All Products
Search
Document Center

Elastic GPU Service:What do I do if the GPU fails to work because the nvidia-fabricmanager version is inconsistent with the Tesla driver version?

Last Updated:Sep 30, 2024

For an instance that runs Ubuntu and belongs to the GPU-accelerated compute-optimized instance family ebmgn7 or ebmgn7e, the apt-daily service may automatically update nvidia-fabricmanager if you install nvidia-fabricmanager by using an installation package. This results in version inconsistency between nvidia-fabricmanager and the Tesla driver. As a result, nvidia-fabricmanager fails to start and the GPU fails to work as expected. This topic provides the solution to this issue.

Problem description

After you install nvidia-fabricmanager by using an installation package, the following error message appears when you view the service status. In this case, the GPU fails to work as expected.

报错.jpg

Cause

If you install nvidia-fabricmanager by using an installation package on a GPU-accelerated compute-optimized instance that runs Ubuntu, the apt-daily service automatically updates nvidia-fabricmanager. This results in version inconsistency between nvidia-fabricmanager and the Tesla driver. As a result, nvidia-fabricmanager fails to start and the GPU fails to work as expected.

Solution

The GPU can work as expected only if the nvidia-fabricmanager version is consistent with the Tesla driver version. To prevent or resolve GPU unavailability caused by version inconsistency between nvidia-fabricmanager and the Tesla driver, perform the following steps:

  1. Check the nvidia-fabricmanager version and the Tesla driver version.
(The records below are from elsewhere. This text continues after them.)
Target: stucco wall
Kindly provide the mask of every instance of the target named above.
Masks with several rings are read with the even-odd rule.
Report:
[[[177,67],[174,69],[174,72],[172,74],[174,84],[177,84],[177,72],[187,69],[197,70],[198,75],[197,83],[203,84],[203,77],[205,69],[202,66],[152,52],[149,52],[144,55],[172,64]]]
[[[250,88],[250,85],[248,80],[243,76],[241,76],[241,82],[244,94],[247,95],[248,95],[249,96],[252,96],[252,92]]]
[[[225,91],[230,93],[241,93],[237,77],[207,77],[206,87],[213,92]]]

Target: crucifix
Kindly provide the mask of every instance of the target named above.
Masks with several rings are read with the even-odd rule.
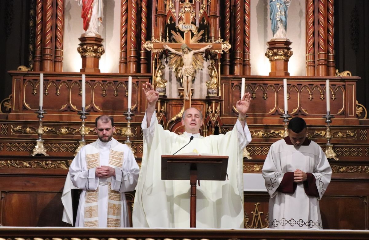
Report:
[[[192,23],[192,20],[197,17],[193,10],[194,6],[188,0],[180,4],[182,8],[177,15],[179,16],[179,21],[176,22],[178,22],[178,28],[184,32],[183,38],[179,34],[172,31],[173,37],[177,42],[165,42],[162,41],[161,38],[158,40],[154,39],[153,36],[151,40],[146,41],[144,46],[154,54],[160,54],[164,49],[174,54],[169,57],[169,66],[173,69],[176,76],[180,78],[184,88],[188,89],[183,89],[184,106],[184,109],[187,109],[191,106],[190,86],[192,83],[189,81],[194,78],[194,73],[197,71],[203,68],[204,58],[199,53],[210,49],[210,51],[218,53],[220,58],[220,54],[223,51],[227,51],[231,45],[228,42],[223,41],[220,36],[215,41],[213,36],[212,41],[209,41],[208,43],[199,42],[202,37],[203,31],[198,32],[197,27]],[[212,31],[213,32],[214,30]],[[192,37],[191,31],[194,34]],[[153,82],[153,85],[155,88],[155,83]]]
    • Run the following command to check the nvidia-fabricmanager version:

      sudo dpkg --list |grep nvidia-fabricmanager

      In this example, the nvidia-fabricmanager version is 550.90.07. nvidia-fabricmanager-550 is the name of the installation package.

      fabricmanager.jpg

    • Run the following command to check the Tesla driver version:

      nvidia-smi

      In this example, the Tesla driver version is 550.90.07.

      驱动版本-550.jpg

  2. Check whether the current nvidia-fabricmanager version is consistent with the Tesla driver version.

    • If the two versions are consistent, proceed to the next step.

    • If the two versions are inconsistent, perform one of the following operations:

      • Upgrade the Tesla driver to ensure that the Tesla driver version is consistent with the nvidia-fabricmanager version. For more information, see Upgrade an NVIDIA Tesla driver.

      • Uninstall and reinstall nvidia-fabricmanager. Then, proceed to the next step.

        Note

        For information about how to uninstall nvidia-fabricmanager, see Step 1: Uninstall nvidia-fabricmanager.

  3. Run the following command to prevent nvidia-fabricmanager from being automatically updated:

    In this example, the installation package nvidia-fabricmanager-550 is used. Replace the installation package name in the command with the actual nvidia-fabricmanager package name.

    sudo apt-mark hold nvidia-fabricmanager-550 

    If the following result is displayed, nvidia-fabricmanager is prohibited from being updated.

    禁止自动升级.jpg

  4. Run the following command to verify that updates to nvidia-fabricmanager are prohibited:

    sudo apt-mark showhold

    If the cloud-init and nvidia-fabricmanager-550 information is displayed, updates to nvidia-fabricmanager are prohibited.

    showhold.jpg